What is the right way of making sense of generalized functions over manifolds? For concreteness, let me restrict my question to the dirac delta function. The article on Wikipedia on Dirac delta function gives a definition of the composition of $\delta$ with continuously differentiable functions $g\colon \mathbb{R}\to \mathbb{R}$ as follows: $$\delta(g(x)):=\sum_i\frac{\delta(x-x_i)}{|g'(x_i)|}$$ where the sum extends over all roots of $g$ which are assumed to be simple. A similar definition is also given for the case where $g$ is a multivariable function.
My question is whether such definitions can be extended to functions $g$ defined over manifolds, say $S^1$ or $S^2$. Over the circle, it seems to me that the only reasonable way of making sense of something like $$\int_{S^1}\delta(|x-i|)f(x)\, dx$$ is by assigning the value $f(i)$ to it which agrees with the naive approach of parameterizing the circle and reducing the problem to the real case: $$\int_{S^1}\delta(|x-i|)f(x)\, dx"="\int_0^{2\pi}\delta(\cos\theta, \sin\theta-1)f(\cos\theta, \sin\theta)\, d\theta.$$
However, for $S^2$ I think a similar computation with, say the north pole $n$ in place of $i$, is ambiguous: $$\int_{S^2}\delta(|x-n|)f(x)\, dx"="\int_{0}^{2\pi}\int_{0}^{\pi}\delta(\text{blah})f(\text{blah})\sin\phi\, d\phi\, d\theta.$$
It seems to me that the values of the right-hand integral depends on the parameterization and is affected by the value of the sine function.

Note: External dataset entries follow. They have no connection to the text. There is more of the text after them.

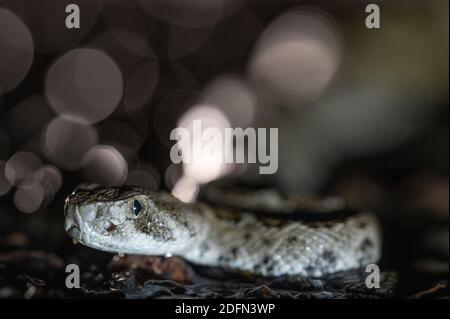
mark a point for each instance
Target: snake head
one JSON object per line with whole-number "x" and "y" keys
{"x": 126, "y": 219}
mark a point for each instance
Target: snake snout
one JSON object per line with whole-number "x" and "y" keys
{"x": 72, "y": 222}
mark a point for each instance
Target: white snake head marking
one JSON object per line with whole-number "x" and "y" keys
{"x": 127, "y": 219}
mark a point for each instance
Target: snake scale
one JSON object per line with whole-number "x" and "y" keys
{"x": 259, "y": 232}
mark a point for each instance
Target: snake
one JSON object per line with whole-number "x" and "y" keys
{"x": 260, "y": 232}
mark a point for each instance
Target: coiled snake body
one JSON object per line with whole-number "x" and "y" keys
{"x": 258, "y": 232}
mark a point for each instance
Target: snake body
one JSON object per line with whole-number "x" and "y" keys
{"x": 256, "y": 232}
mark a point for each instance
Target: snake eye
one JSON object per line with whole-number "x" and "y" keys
{"x": 136, "y": 208}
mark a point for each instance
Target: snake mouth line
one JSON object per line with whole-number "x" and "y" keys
{"x": 73, "y": 223}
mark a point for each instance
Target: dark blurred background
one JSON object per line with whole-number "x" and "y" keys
{"x": 362, "y": 113}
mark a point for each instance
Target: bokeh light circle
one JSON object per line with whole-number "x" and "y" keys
{"x": 105, "y": 165}
{"x": 16, "y": 50}
{"x": 66, "y": 142}
{"x": 20, "y": 166}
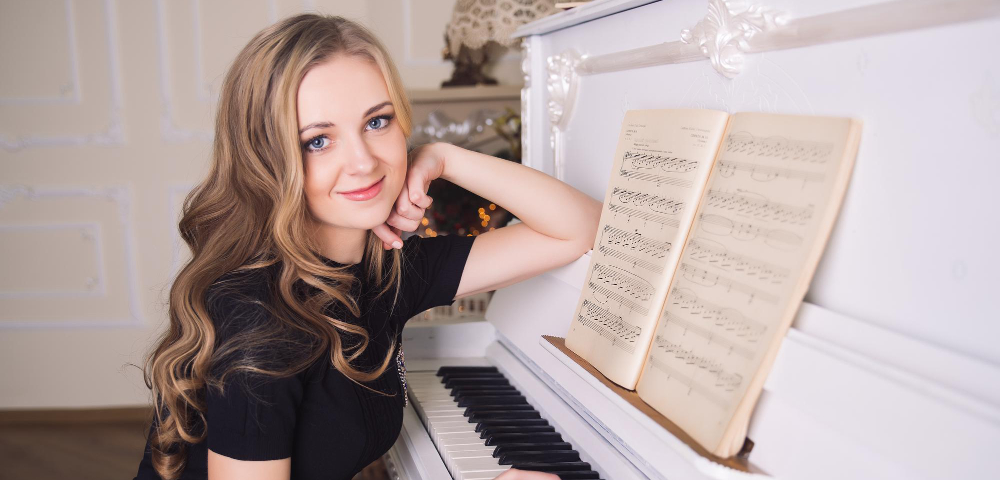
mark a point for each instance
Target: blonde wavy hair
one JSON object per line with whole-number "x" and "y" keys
{"x": 250, "y": 213}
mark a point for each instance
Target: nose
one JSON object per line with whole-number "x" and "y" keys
{"x": 360, "y": 160}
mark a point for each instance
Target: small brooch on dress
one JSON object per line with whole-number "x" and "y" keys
{"x": 401, "y": 368}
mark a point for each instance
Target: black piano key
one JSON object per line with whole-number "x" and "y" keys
{"x": 497, "y": 408}
{"x": 530, "y": 447}
{"x": 502, "y": 438}
{"x": 498, "y": 391}
{"x": 464, "y": 401}
{"x": 475, "y": 381}
{"x": 479, "y": 417}
{"x": 520, "y": 422}
{"x": 578, "y": 475}
{"x": 463, "y": 368}
{"x": 522, "y": 429}
{"x": 449, "y": 376}
{"x": 554, "y": 456}
{"x": 544, "y": 466}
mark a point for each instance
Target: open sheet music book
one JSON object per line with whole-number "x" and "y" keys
{"x": 711, "y": 231}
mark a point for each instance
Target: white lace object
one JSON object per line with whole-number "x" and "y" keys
{"x": 475, "y": 22}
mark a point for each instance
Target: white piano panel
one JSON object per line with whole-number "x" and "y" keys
{"x": 891, "y": 369}
{"x": 912, "y": 251}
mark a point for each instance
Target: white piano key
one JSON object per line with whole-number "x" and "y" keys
{"x": 485, "y": 475}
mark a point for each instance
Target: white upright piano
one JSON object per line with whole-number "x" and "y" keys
{"x": 892, "y": 366}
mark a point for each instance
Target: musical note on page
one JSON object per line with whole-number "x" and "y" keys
{"x": 754, "y": 245}
{"x": 662, "y": 159}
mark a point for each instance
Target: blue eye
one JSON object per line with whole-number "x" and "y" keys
{"x": 379, "y": 122}
{"x": 316, "y": 144}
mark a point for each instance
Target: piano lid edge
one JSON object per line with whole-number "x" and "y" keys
{"x": 702, "y": 464}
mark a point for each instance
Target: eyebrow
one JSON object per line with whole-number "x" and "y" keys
{"x": 329, "y": 124}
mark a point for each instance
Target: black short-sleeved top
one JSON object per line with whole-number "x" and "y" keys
{"x": 329, "y": 426}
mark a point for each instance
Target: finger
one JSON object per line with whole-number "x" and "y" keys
{"x": 417, "y": 184}
{"x": 384, "y": 232}
{"x": 402, "y": 223}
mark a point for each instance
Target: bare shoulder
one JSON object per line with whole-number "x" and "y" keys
{"x": 221, "y": 467}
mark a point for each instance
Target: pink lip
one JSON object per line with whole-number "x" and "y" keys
{"x": 365, "y": 193}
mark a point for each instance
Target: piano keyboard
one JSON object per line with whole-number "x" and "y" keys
{"x": 483, "y": 426}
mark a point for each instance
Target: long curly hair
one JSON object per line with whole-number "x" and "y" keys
{"x": 250, "y": 213}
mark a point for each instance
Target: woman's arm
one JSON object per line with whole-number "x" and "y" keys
{"x": 559, "y": 222}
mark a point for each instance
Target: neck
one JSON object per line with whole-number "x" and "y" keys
{"x": 342, "y": 245}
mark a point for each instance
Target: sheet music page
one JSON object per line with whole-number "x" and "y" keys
{"x": 759, "y": 231}
{"x": 662, "y": 162}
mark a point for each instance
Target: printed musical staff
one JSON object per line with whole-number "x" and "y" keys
{"x": 675, "y": 374}
{"x": 635, "y": 213}
{"x": 728, "y": 319}
{"x": 708, "y": 279}
{"x": 778, "y": 148}
{"x": 656, "y": 203}
{"x": 764, "y": 173}
{"x": 631, "y": 291}
{"x": 715, "y": 254}
{"x": 773, "y": 237}
{"x": 759, "y": 208}
{"x": 647, "y": 161}
{"x": 712, "y": 338}
{"x": 659, "y": 180}
{"x": 727, "y": 381}
{"x": 620, "y": 333}
{"x": 635, "y": 243}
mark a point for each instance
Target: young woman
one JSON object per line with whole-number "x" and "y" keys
{"x": 282, "y": 359}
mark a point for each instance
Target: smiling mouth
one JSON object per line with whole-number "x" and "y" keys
{"x": 363, "y": 188}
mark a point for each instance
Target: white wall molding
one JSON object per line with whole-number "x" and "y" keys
{"x": 121, "y": 196}
{"x": 70, "y": 92}
{"x": 114, "y": 132}
{"x": 95, "y": 286}
{"x": 169, "y": 130}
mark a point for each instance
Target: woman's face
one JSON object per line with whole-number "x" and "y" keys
{"x": 350, "y": 141}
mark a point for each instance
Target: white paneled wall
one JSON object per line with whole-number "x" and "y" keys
{"x": 106, "y": 110}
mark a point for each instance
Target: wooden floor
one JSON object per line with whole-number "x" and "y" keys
{"x": 54, "y": 446}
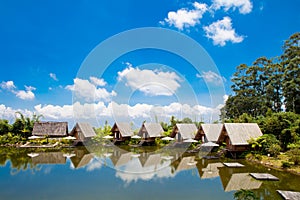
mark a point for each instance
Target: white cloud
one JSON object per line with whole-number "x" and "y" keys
{"x": 244, "y": 6}
{"x": 185, "y": 18}
{"x": 221, "y": 32}
{"x": 97, "y": 81}
{"x": 9, "y": 85}
{"x": 89, "y": 91}
{"x": 53, "y": 76}
{"x": 150, "y": 82}
{"x": 9, "y": 113}
{"x": 26, "y": 94}
{"x": 136, "y": 113}
{"x": 212, "y": 77}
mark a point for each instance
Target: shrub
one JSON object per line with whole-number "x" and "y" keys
{"x": 274, "y": 150}
{"x": 294, "y": 156}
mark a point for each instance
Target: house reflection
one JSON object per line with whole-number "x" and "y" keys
{"x": 82, "y": 158}
{"x": 49, "y": 158}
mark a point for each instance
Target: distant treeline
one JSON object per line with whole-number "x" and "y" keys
{"x": 268, "y": 84}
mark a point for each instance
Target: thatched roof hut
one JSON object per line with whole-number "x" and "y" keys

I think the first step in answering such a question is perhaps to make sense of a composition like $\delta(|x|)$ for $x\in \mathbb{R}$.
Question Is there anywhere in math/physics literature that I can find the definition of $\delta(|x|)$ (or a similar composition)?
Any thoughts, comments, insights, or references are highly appreciated.
If $\phi:\mathbb R^n\to\mathbb R$ is $C^1$ near the level set $L=\{x\in\mathbb R^n;\phi(x)=0\}$ and $\nabla\phi\neq0$ on $L$, then it is natural to interpret $\delta(\phi(x))$ so that $$ \int_{\mathbb R^n}\delta(\phi(x))f(x)dx = \int_L|\nabla\phi(x)|^{-1}f(x)d\Sigma(x), $$ where $\Sigma$ is the surface measure of $L$. In one dimension this is just the summation formula you wrote.
Now $\phi(x)=|x|$ is not differentiable at the origin, so it is not obvious how to define $\delta(|x|)$. This function does satisfy $|\nabla\phi|=1$ everywhere outside the origin, so we could take $|\nabla\phi(0)|=1$ as well (without defining $\nabla\phi(0)$!) and and try to use the formula above. If $n\geq2$, $L=\{0\}$ has measure zero with respect to the $n-1$ dimensional measure $\Sigma$. This suggests the interpretation that $\delta(|x|)=0$ if $n\geq2$.
One option is to consider $\phi(x)=|x|-r$ for $r>0$ and take the limit $r\to0$. Now $\phi$ is smooth near $L=S_r$ (sphere or radius $r$), so $$ \int_{\mathbb R^n}\delta(|x|-r)f(x)dx = \int_{S_r}f(x)d\Sigma(x). $$ If $f$ is continuous at the origin and $n\geq2$, in the limit $r\to0$ the above integral tends to zero. This supports the interpretation above. If $f$ has a suitable singularity at the origin, the limit may be nonzero, but let me assume that the test function $f$ is at least continuous. If $n=1$, this interpretation leads to $\delta(|x|)=\delta(x)$.
If $n=1$, the limit is $$ \lim_{r\to0}\sum_{\pm}f(\pm r) = 2f(0). $$ This suggests the interpretation $\delta(|x|)=2\delta(x)$ in dimension one. On the other hand, if we consider the limit when $r$ approaches zero from the left, the limit is zero.
Unless more context is given, I would say that the distribution $\delta(|x|)$ is zero for $n\geq2$ and doesn't make sense for $n=1$.